L’atmosfera era quella delle grandi “prime” e la suggestiva cornice del giardino e del palazzo Ducale con l’illuminazione architetturale notturna ha creato l’incanto visivo che è stato lo sfondo di una rappresentazione di altissimo livello rispettando la tradizione dell’opera che si svolge nel paese siciliano di Vizzini. Ad interpretare Santuzza, fidanzata di Turiddu e da lui tradita, il soprano Alessia Nadin, professionista dalla voce sicura e dall’interpretazione appassionata e coinvolgente; il co-protagonista maschile, Turiddu, è stato interpretato da una giovane promessa del canto per sicurezza dell’emissione e per l’interpretazione incisiva, il tenore Lorenzo Papasodero: un talento vocale che farà sicuramente parlare di sé e che il pubblico potrà riascoltare nel ruolo di Calaf nella “Turandot” che andrà in scena sempre alla Reggia di Colorno il 2 luglio.
Il rivale di Turiddu, compare Alfio e marito di Lola (amante di Turiddu), è stato interpretato magistralmente dal baritono Gianmarco Durante e Lola dal soprano Polina Volfson. Il mezzosoprano Leonora Sofia, veterana e grande professionista, ha interpretato il ruolo di Mamma Lucia, madre di Turiddu.

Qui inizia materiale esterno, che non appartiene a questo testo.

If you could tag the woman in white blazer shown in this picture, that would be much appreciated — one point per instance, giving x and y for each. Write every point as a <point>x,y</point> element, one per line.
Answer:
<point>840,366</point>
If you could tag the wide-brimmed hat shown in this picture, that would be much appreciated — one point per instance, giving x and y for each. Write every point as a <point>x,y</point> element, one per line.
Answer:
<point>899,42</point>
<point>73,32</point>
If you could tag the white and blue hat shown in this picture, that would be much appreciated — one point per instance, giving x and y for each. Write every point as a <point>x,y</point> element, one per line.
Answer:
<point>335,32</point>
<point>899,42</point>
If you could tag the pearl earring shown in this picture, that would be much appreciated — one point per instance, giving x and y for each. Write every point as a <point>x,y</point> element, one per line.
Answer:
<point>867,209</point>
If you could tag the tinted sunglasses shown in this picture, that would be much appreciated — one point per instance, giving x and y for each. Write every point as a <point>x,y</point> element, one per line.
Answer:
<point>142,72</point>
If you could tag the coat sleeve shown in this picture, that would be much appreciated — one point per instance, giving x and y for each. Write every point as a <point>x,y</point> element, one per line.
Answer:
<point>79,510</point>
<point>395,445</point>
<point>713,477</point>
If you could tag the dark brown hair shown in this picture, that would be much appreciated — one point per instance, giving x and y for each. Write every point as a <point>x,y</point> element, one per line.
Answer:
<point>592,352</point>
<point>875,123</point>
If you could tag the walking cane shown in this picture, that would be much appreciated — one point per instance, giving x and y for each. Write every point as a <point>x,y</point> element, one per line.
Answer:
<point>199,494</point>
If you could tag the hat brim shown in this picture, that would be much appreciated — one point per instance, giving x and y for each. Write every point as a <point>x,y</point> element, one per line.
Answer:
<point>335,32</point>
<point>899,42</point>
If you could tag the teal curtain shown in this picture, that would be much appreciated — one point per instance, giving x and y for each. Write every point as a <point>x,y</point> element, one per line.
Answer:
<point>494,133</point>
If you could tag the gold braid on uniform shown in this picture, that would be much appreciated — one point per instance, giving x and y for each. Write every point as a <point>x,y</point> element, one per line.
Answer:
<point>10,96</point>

Il coro Academy ed il coro “Il Pellegrino” sono stati diretti dal M° Gregorio Pedrini e durante l’esecuzione del Regina Coeli c’è stato un momento di reale emozione e commozione.
Tutte voci che hanno riscosso un incredibile successo di pubblico che li ha applauditi con ovazioni e richieste di bis. Diretti abilmente dal M° Lorenzo Bizzari, direttore d’orchestra e direttore musicale del “Summer Reggia Opera Festival”, guidati in modo accurato ed efficace dal regista italo-cileno Gian Paolo Martelli della Merlin Comunicaciones di Santiago del Cile che produce opere liriche al teatro Corpartes di Santiago. Eddy Lovaglio, nell’introdurre la serata ha affermato: “Siamo onorati di avere la presenza del regista Gian Paolo Martelli e ciò sta anche a significare la risonanza internazionale che da qualche anno ha acquisito questo festival lirico che è diventato un vanto del nostro territorio nel produrre cultura, musica, danza e belcanto”. Il delegato della Provincia di Parma, Fabio Bonatti, e il sindaco del Comune di Colorno, Christian Stocchi, hanno dichiarato che la Reggia, divenuta residenza Reale Europea, merita di essere vissuta ed apprezzata attraverso eventi culturali di alto livello come il “Summer Reggia Opera Festival” ed hanno ringraziato tutti gli sponsor che sostengono questa importante manifestazione.
L’appuntamento con questo festival estivo è divenuto ormai incontro esclusivo e privilegiato per chi riesce ad aggiudicarsi un posto nelle cinque serate di spettacolo, tant’è che per questa prima opera si è registrato subito un sold out.
Prossimo spettacolo il 2 luglio (ore 21.30) con l’opera Pucciniana “Turandot” nel centenario della sua prima rappresentazione: si preannuncia un'altra serata magica.